The name of the project derives from
Haile Gerima’s 2008 film
Teza, the story of an Ethiopian lab researcher who returns to his small village after long sojourns in both Germany and Addis Ababa. Near the end of the film, there is the hopeful but enigmatic line “do not despair – we are children of the dragon,” which evokes the resilience of the people and of the earth. It’s a nod to Erta Ale, the active lava lake in Ethiopia photographed by
Michael Tsegaye for his
Afar series, included as part of the album artwork and recognized instinctively by Mekonnen as “portraits of the dragon.”
Although the seeds of this music were solitary, collaborations abound in the
dragonchild universe, with artists as diverse as ambient producer
claire rousay, the Addis Ababa based multi-instrumentalist
Ethiopian Records, and percussionist
Sunken Cages.

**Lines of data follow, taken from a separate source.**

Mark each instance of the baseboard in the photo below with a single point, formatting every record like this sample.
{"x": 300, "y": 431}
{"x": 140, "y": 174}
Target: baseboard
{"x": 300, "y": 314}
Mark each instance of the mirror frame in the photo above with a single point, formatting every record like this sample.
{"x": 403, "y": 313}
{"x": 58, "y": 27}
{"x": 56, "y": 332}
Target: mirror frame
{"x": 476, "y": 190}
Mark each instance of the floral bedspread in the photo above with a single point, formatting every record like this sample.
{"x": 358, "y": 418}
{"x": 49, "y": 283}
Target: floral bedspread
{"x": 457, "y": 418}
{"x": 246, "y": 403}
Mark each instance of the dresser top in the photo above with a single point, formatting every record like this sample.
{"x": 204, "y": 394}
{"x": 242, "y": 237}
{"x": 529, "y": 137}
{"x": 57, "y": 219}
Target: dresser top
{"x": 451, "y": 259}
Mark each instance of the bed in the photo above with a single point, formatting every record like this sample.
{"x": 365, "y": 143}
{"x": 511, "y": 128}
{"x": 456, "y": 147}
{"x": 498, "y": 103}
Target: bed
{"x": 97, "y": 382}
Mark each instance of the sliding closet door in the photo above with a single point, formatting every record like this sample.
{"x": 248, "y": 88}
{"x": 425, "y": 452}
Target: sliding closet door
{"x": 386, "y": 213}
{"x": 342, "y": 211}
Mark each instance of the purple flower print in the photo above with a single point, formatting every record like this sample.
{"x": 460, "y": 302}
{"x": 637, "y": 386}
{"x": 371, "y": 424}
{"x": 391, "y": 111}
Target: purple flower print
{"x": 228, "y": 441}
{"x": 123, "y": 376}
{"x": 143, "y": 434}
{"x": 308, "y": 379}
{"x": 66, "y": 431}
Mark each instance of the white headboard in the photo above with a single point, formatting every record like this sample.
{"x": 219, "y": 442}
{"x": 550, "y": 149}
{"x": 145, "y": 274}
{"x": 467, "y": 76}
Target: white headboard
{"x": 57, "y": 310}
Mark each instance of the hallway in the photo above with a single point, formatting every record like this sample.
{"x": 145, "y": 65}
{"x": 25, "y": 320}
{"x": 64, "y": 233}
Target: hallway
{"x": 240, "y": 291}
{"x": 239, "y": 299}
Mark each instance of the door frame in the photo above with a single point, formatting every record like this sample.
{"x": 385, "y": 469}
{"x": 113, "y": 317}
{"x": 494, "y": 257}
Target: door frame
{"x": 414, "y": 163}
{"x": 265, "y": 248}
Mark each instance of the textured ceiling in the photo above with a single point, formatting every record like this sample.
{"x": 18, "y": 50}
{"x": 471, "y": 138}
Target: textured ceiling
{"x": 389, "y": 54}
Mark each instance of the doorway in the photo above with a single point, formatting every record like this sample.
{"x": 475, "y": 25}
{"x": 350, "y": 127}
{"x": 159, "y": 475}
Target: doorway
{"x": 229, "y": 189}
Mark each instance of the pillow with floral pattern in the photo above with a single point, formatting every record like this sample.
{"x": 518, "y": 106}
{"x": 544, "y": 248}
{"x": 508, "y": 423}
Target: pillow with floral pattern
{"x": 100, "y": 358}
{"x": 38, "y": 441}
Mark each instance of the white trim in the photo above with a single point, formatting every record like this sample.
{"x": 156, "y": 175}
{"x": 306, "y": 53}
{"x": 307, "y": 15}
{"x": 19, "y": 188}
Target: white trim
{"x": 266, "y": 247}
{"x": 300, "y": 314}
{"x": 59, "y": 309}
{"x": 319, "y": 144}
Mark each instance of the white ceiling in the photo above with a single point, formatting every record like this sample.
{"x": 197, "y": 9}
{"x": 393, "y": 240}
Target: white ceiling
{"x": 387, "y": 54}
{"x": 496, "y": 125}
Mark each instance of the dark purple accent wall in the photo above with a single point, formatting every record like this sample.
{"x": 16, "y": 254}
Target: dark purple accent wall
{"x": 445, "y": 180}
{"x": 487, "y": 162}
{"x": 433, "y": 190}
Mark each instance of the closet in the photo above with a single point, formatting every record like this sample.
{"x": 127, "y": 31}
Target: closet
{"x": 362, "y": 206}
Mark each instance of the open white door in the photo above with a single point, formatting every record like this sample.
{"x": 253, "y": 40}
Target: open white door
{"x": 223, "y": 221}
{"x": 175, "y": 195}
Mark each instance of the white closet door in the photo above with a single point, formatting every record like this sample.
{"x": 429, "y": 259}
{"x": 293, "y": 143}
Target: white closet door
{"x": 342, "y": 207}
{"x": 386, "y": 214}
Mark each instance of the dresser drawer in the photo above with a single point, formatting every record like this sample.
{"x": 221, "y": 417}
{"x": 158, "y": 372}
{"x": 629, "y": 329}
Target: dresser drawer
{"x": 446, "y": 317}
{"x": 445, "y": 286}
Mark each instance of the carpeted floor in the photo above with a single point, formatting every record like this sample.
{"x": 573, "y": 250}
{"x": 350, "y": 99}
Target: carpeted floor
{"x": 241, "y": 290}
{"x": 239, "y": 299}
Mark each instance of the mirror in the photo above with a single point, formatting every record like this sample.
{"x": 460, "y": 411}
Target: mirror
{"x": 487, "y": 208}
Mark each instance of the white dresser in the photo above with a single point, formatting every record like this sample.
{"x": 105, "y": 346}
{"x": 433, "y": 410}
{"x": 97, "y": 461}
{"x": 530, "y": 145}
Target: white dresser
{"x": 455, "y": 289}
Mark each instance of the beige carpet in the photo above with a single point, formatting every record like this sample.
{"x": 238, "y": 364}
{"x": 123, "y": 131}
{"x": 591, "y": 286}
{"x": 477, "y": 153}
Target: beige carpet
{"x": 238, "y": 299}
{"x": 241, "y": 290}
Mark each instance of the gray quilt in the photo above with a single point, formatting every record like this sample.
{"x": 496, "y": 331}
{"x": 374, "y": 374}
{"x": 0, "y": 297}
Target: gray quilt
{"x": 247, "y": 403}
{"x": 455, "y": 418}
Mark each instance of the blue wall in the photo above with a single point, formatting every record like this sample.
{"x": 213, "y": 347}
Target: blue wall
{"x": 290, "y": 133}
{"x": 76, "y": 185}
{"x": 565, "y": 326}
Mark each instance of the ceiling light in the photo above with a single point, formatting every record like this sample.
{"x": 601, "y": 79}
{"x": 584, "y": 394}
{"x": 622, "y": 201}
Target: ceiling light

These duets fly freely across the borders of genre, stretching out like long late-night conversations between close friends, work created as an expression of community, abundance, and freedom.
The physical form of the record is an eight channel, four LP mix of the final track and centerpiece of the album, a twenty-minute-long saxophone meditation. It is no coincidence that this mix is impossible to listen to alone. In order to experience it fully, you will need three friends and four turntables.
The photograph that occupies the front cover, also taken by Michael Tsegaye, is of another photo, one placed under glass in a cemetery as part of a common practice in Addis Ababa. Over time, water damage cracked and weathered the glass, and at first what you see are the sharp and irregular fractures, rendered with extreme clarity. It is only on second glance that you see the true subject of the portrait, the ghostly ancestor gazing out from the past. “We have to fight for our lives,” Mekonnen says. “That’s the thing that I feel most adamant about. Our creativity is our birthright.” With dragonchild, he gives voice to a new sound, hundreds of years of Ethiopian and American music all resonating at once. “The record feels and breathes to me like the Ethiopian music I’ve been trying to figure out my whole life.”